27/02/2022
Luc 6,
39-45
La
parabole de la paille et de la poutre est connue bien au-delà de la sphère des
chrétiens et de l’Eglise. Elle fait partie de la sagesse commune depuis
l’antiquité. Elle est en fait un développement et une illustration des paroles
que nous avons entendues dimanche dernier :
Soyez miséricordieux comme votre Père est
miséricordieux. Ne jugez pas, et vous ne serez pas jugés ; ne condamnez pas, et
vous ne serez pas condamnés. Pardonnez, et vous serez pardonnés.
La
première partie de l’Evangile de cette liturgie rassemble deux petits
enseignements qui ont en commun la vision, la capacité à voir. Dans la parabole
de la paille et de la poutre la vision ou l’observation se transforme en
jugement. Le jugement négatif que nous portons sur nos frères est le résultat
de notre propre aveuglement sur nous-mêmes. Seul Dieu peut juger en vérité car
il est le seul à être parfaitement saint, sans poutre dans l’œil pour reprendre
l’image employée par Jésus. Alors que notre jugement sur les autres se
transforme rapidement en condamnation, le regard que Dieu porte sur nous est au
contraire celui de la miséricorde. Il est extrêmement difficile pour nous de distinguer les actes de la personne qui les commet. Jésus ne
nous demande pas de fermer les yeux devant le mal objectif que nous pouvons
remarquer dans telle ou telle action ou encore parole. Une chose est de
dire : un tel a mal agi, une autre de juger la personne. D’ordinaire nous
ne connaissons pas les intentions et les motivations profondes de celui qui
agit, ni ce qui peut atténuer sa responsabilité morale. Marc-Aurèle relevait
déjà cette difficulté dans ses Pensées
pour moi-même :
Il est dans la constitution d’un être
raisonnable de ne pas se montrer prompt à juger… Il faudra d’abord connaître
bien des choses, avant de se prononcer sur une action d’autrui en connaissance
de cause… A propos de celui qui te donne lieu de penser qu’il a fauté,
dis-toi : « Sais-je donc si c’est une faute ? »
Il est
donc toujours plus sage et prudent de suspendre notre jugement sur les autres.

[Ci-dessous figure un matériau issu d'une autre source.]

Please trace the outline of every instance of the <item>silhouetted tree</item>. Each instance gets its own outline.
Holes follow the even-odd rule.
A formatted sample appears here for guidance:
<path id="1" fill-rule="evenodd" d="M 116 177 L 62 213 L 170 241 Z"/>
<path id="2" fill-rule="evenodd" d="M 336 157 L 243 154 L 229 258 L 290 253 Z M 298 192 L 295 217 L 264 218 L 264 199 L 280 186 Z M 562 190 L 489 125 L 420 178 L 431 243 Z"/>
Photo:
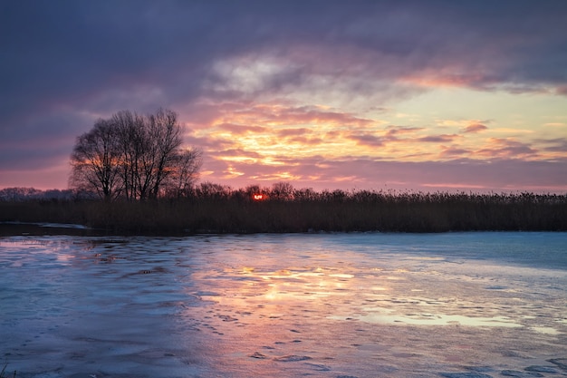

A la fin de notre page évangélique, Jésus établit bien un lien entre le cœur de
l’homme et ce qui en provient :
L’homme bon tire le bien du trésor de son
cœur qui est bon ; et l’homme mauvais tire le mal de son cœur qui est mauvais.
Souvenons-nous
cependant que Dieu seul scrute les reins et sonde les cœurs, pour reprendre une
formule biblique.
La
parabole de la paille et de la poutre n’est pas un enseignement original qui
serait propre à l’Evangile. Jésus partage ici la sagesse commune de son temps.
Déjà Cicéron affirmait : C’est le
propre des idiots de voir les vices des autres et d’oublier les siens.
Quant à Marc-Aurèle, il parle, lui aussi, comme Jésus : Lorsque tu es offensé par une faute
d’autrui, fais retour aussitôt sur toi-même et vois si tu n’as pas à ton actif
quelque faute semblable, en regardant comme un bien, par exemple, l’argent, le
plaisir, la gloriole et autres choses semblables… Toi aussi, tu commets bien
des fautes, et tu es tel que ce que sont les autres.
Entre la
vision et le jugement qui survient si promptement, l’empereur philosophe nous
demande de faire aussitôt retour sur nous-mêmes afin d’éviter le jugement
téméraire. Afin de ne pas voir sans cesse la paille dans l’œil de notre
prochain, il nous donne aussi un excellent conseil et remède : nous
concentrer sur nos propres affaires et sur nos devoirs.
Que de loisirs on gagne, si l’on ne regarde
pas ce que le voisin a dit, fait ou pensé, mais seulement ce qu’on fait
soi-même, afin que cette action-là même soit juste, sainte et, en tout,
conforme au bien. Ne prends pas garde au caractère méchant, mais cours droit à
la ligne de but, sans jeter les yeux de tous côtés (IV.18).